110th President of the Scottish Rugby Union
- In office 1996–1997
- Preceded by: Iain Todd
- Succeeded by: Charlie Ritchie

= Fred McLeod (rugby union) =

Scottish rugby union player (1939–2019)

Fred McLeod (2 May 1939 – 25 December 2019) was a Scottish rugby union player. He became the 110th President of the Scottish Rugby Union.

==Rugby union career==

===Amateur career===

McLeod went to Daniel Stewart's College in Edinburgh. He played rugby for the school team.

He then played for Stewart's College FP. He played for the club for 23 years until in 1970 a detached retina forced him to quit his playing career.

===Administrative career===

He became a club selector of Stewart's College FP in 1970.

When Stewart's College FP and Melville College FP merged in 1973 to form Stewart's Melville, McLeod became Secretary of the new club. He later became President of Stewart's Melville.

In 1979 he was secretary of the Co-Optimists. He managed them to the final of the Hong Kong Sevens in 1981 and the quarter-finals in 1986. He also took the side on tour to Zimbabwe and later became a President of the Co-Optimists.

He was elected to the SRU committee in 1981.

He became SRU Vice-president in 1985.

He became the 110th President of the Scottish Rugby Union. He served one year from 1996 to 1997.

His spell of the Presidency was notable as he had to deal with the new professional era of rugby union in Scotland. Despite the SRU professionalising the District sides, the situation was tense as many still argued that the club sides should be turned professional instead.
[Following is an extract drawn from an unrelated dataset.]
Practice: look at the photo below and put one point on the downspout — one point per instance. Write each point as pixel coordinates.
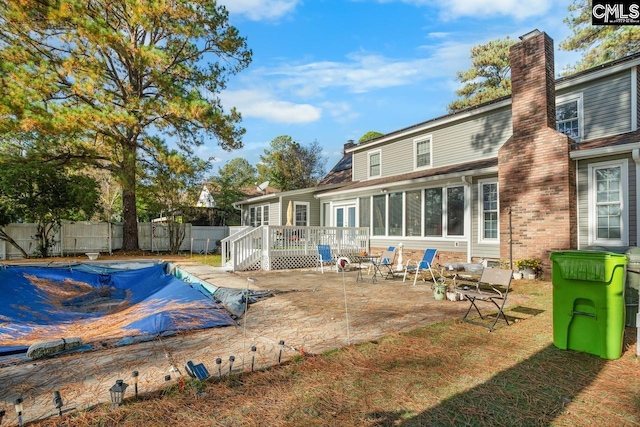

McLeod was one of the three IRB members who recommended professionalism for the sport in a 1995 report. The National newspaper concluded: 'Fred got pelters for that around Murrayfield but stood his ground and was proven correct' and also backed Jim Telfer in his view that the District sides should be professional and not the club sides.

McLeod also had to deal with England's expulsion from the Five Nations Championship in 1996. This was short-term and England played in the next tournament.

He had to step in as SRU chairman in 2005 when the previous chairman David Mackay and chief executive Phil Anderton were forced out of the post. This lasted until the summer of that year when Allan Munro took over as chairman; and Gordon McKie became the chief executive.

==Tributes==

Andy Irvine:

Freddie was rugby through and through. He was a great servant to the game and I really enjoyed working with him.